A preliminary ruling was requested on two questions of interpretation under the Prospectus Directive (specifically concerning Article 3(1) and Article 1(2)(h)):

  1. Must Article 3(1) of the Prospectus Directive be interpreted as meaning that the obligation to publish a prospectus laid down therein is also applicable in principle (that is to say, apart from the exemptions and exceptions for certain cases referred to in that directive) to an enforced sale of securities?
  2. If the answer to Question 1 is yes, (a) should the concept of “the total consideration of the offer” used in Article 1(2)(h) of the Prospectus Directive then be interpreted as meaning that the sums deriving from an enforced sale of securities must be those reasonably to be expected, with due regard for the particular nature of an enforced sale, even if the sums reasonably to be expected are well below the real economic value? (b) If the answer to Question 1 is yes, but the answer to Question 2(a) is no, how should “the total consideration of the offer” referred to in Article 1(2)(h) of the Prospectus Directive be construed, particularly in the case of an enforced sale of securities?

In respect of the first question, the Second Chamber of the ECJ considered the objectives of the Prospectus Directive and concluded, for various reasons, that a sale of securities in the context of enforcement does not form part of the objectives of the Prospectus Directive and, accordingly, does not fall within the scope of that Directive.

Therefore, the ECJ ruled on September 17th 2014 that “Article 3(1) of Prospectus Directive must be interpreted as meaning that the obligation to publish a prospectus prior to any offer of securities to the public is not applicable to an enforced sale of securities, such as that at issue in the main proceedings”.
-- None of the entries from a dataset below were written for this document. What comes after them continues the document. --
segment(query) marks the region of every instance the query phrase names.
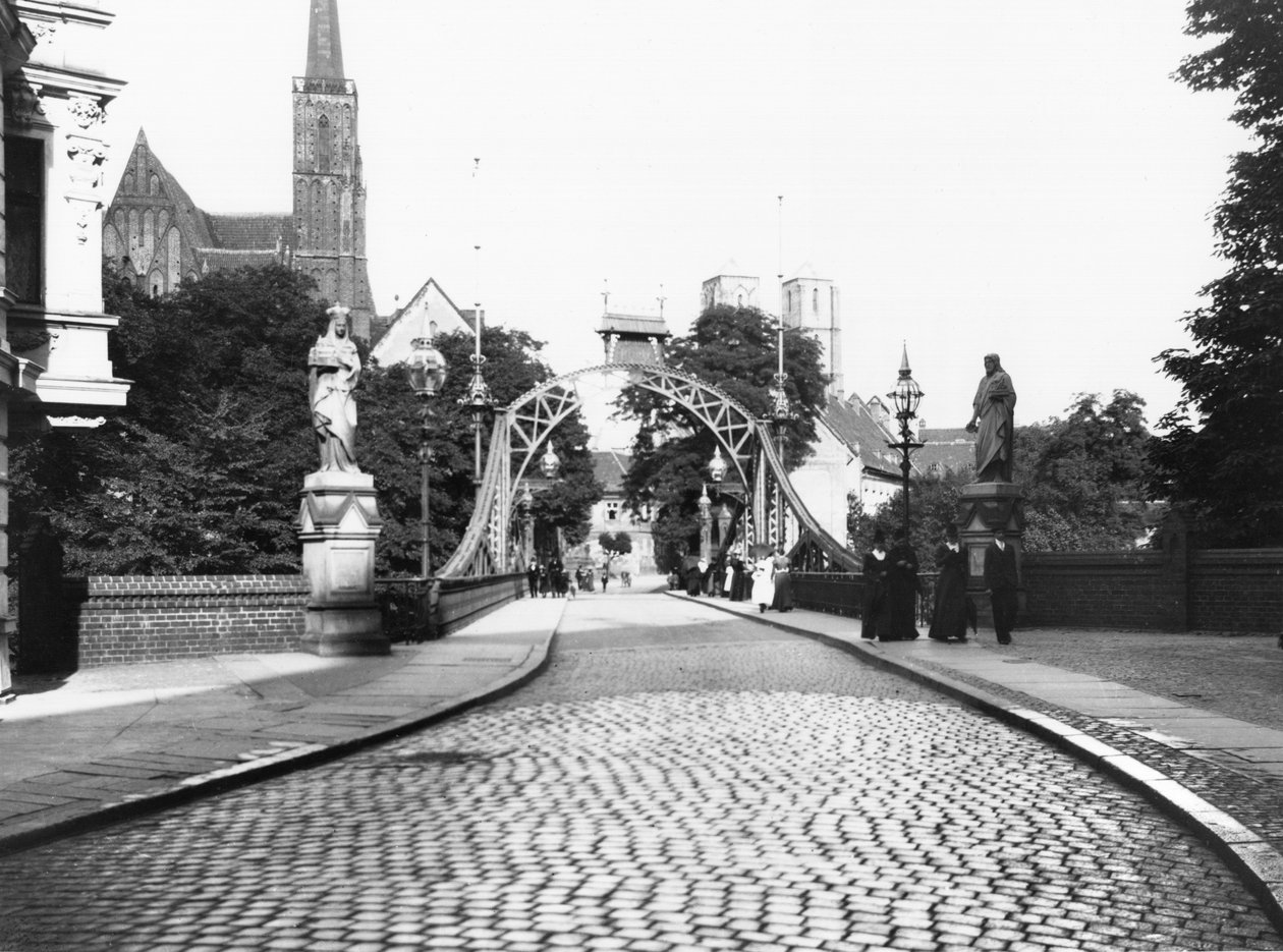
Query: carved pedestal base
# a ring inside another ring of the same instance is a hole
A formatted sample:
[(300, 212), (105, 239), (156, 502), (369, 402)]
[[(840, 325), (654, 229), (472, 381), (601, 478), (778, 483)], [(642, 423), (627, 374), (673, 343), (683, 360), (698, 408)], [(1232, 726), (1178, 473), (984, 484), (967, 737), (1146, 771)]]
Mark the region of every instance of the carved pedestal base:
[(391, 650), (375, 599), (375, 540), (382, 525), (373, 476), (304, 477), (299, 539), (310, 598), (300, 650), (322, 657)]
[[(1016, 550), (1016, 565), (1024, 562), (1025, 497), (1014, 482), (973, 482), (962, 486), (958, 498), (958, 543), (967, 554), (967, 593), (975, 598), (981, 615), (989, 611), (984, 597), (984, 550), (993, 540), (993, 530), (1002, 527), (1007, 544)], [(1021, 575), (1021, 577), (1024, 577)], [(1020, 607), (1024, 608), (1025, 590), (1020, 586)]]

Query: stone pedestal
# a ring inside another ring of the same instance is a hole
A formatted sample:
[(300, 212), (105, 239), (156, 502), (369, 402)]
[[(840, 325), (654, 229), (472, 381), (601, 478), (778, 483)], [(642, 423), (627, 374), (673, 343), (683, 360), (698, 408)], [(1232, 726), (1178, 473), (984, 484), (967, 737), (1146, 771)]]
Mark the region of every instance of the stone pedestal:
[[(1016, 550), (1016, 566), (1024, 563), (1025, 497), (1014, 482), (973, 482), (962, 486), (955, 523), (958, 543), (966, 552), (966, 588), (975, 598), (976, 608), (988, 613), (989, 599), (984, 598), (984, 550), (993, 540), (993, 530), (1002, 527), (1007, 544)], [(1021, 568), (1021, 582), (1024, 571)], [(1020, 607), (1024, 608), (1025, 588), (1020, 586)]]
[(375, 540), (382, 526), (373, 476), (322, 471), (303, 479), (299, 539), (310, 598), (300, 650), (322, 657), (391, 652), (375, 599)]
As the answer to Question 1 was negative, the ECJ did not need to answer Question 2. However it is interesting to note Advocate General Sharpston’s view on Question 2, which she expressed in her opinion delivered on June 19th 2014. In short, she concluded that the Prospectus Directive “does not apply to a situation in which securities are to be sold by auction in order to raise a sum which is known in advance to be below the threshold of EUR 5,000,000 laid down in Article 1(2)(h) of the Prospectus Directive”.